8. The speed of a motor-boat is that of the current of water as 36:5. The boat goes along with the current in 5 hours 10 minutes. It will come back in:

a) 5 hours 50 minutes

b) 6 hours 50 minutes

c) 6 hours

d) 12 hours 10 minutes

Explanation: Let the speed of the motor boat = 36x kmph and speed of current = 5x kmph.
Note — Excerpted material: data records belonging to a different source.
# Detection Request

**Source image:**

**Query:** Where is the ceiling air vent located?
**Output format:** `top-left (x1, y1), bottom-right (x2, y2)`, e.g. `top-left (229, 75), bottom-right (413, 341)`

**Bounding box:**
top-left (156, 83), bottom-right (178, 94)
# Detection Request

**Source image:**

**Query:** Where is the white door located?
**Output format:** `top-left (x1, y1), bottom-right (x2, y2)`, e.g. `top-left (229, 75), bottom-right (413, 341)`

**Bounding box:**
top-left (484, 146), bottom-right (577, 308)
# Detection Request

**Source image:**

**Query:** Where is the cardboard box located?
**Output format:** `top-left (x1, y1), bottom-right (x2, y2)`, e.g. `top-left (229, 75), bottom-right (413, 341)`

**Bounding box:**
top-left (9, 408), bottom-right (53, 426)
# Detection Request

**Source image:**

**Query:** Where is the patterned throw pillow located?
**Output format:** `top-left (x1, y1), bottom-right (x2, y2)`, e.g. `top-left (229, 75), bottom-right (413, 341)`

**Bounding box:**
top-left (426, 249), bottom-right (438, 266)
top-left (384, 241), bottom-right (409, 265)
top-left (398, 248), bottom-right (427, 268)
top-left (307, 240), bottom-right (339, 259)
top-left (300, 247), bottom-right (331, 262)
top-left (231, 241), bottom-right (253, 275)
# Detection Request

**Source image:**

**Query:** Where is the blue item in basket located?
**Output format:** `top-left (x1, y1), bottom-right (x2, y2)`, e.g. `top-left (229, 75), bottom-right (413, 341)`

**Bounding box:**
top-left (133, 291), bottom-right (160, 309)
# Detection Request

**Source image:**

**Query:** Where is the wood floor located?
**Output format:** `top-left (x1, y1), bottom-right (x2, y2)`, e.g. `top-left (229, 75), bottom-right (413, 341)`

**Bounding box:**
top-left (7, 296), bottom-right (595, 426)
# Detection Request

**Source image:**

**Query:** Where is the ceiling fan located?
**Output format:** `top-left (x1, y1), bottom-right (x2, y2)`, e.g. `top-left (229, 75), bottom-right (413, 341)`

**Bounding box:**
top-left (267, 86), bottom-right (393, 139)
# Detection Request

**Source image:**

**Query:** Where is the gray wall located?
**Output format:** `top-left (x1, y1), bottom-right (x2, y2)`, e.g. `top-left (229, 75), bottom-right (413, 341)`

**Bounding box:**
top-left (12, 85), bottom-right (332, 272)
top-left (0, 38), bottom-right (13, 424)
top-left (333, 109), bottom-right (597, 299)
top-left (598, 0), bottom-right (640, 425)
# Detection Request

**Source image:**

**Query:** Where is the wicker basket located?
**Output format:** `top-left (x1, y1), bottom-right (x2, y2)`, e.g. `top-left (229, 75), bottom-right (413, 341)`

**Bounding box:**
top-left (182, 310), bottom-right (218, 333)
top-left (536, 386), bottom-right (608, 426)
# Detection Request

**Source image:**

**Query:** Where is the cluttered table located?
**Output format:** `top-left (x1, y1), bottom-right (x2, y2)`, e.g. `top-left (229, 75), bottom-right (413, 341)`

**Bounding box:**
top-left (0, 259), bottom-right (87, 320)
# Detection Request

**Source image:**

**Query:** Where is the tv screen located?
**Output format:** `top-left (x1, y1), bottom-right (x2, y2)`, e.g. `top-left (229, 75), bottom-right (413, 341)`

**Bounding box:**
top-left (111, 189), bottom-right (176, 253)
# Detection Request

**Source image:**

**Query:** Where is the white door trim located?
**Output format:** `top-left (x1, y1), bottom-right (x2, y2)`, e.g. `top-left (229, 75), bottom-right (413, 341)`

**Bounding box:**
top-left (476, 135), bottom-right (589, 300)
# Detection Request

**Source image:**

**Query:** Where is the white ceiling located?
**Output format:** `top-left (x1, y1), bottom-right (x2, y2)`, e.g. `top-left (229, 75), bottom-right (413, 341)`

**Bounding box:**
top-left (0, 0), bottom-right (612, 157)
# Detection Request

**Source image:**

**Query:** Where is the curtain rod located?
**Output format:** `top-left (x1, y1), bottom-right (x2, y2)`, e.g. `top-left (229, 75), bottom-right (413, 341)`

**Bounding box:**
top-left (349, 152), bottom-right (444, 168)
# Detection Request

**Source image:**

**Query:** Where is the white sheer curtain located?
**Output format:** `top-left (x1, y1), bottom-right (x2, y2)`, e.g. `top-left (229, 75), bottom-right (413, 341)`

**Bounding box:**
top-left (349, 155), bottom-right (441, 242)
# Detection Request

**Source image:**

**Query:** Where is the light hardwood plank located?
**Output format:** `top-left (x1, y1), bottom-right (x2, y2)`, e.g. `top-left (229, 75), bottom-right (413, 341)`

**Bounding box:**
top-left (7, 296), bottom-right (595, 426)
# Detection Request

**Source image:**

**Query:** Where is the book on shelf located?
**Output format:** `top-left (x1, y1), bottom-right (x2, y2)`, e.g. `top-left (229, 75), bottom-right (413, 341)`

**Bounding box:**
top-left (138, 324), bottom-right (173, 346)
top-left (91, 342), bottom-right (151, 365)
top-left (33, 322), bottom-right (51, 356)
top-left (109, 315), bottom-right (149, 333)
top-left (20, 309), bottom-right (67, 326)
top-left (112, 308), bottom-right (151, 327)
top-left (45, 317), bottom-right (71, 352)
The boat goes along with the current in 5 hours 10 minutes = $$\frac{{31}}{6}$$ hour

$$\eqalign{ & {\text{Hence, Distance}} \cr & = {\frac{{31}}{6}} \times \left( {36x + 5x} \right) \cr & = \frac{{41x + 31}}{6}\,km \cr & {\text{Speed of boat upstream}} \cr & = 36x + 5x = 41x\,{\text{kmph}} \cr & {\text{Hence, time taken to come back}} \cr & = {\frac{{ {41x \times {\frac{{31}}{6}} } }}{{31x}}} \cr & = \frac{{41}}{6}\,{\text{hours}} \cr & = 6\,{\text{hours}}\,\,50\,{\text{minutes}} \cr} $$

9. Two trains started at the same time, one from A to B and other from B to A. if they arrived at B and A respectively in 4 hours and 9 hours after they passed each other, the ratio of the speeds of the two trains was:

a) 2 : 1

b) 3 : 2

c) 4 : 3

d) 5 : 4

Explanation: A →____________________← B

Ratio of the speed of trains is given by;

$$\eqalign{ & \frac{{{\text{Speed}}\,{\text{of}}\,{\text{train}}\,A}}{{{\text{Speed}}\,{\text{train}}\,{\text{of}}\,B}} = \frac{{\sqrt B }}{{\sqrt A }} \cr & = \frac{{\sqrt 9 }}{{\sqrt 4 }} \cr & = \frac{3}{2} \cr & = 3:2 \cr} $$

10. In a 1-kilometre race, A can beat B by 30 meters, while in a 500-meter race B can beat C by 25 meters. By how many meters will A beats C in a 100-meter race?

a) 7.25

b) 7.15

c) 7.85

d) 7.03

Explanation: When A runs 100 meters, B runs 970 meters.

Hence, when A runs 100 meter, b runs 97 meter.

When B runs 500 meter, C runs 475 meter.

When B runs 97 meter, C runs, $$\frac{{475 \times 97}}{{500}}$$ = 92.15 meter.

A will beat C by (100 - 92.15) = 7.85 meters.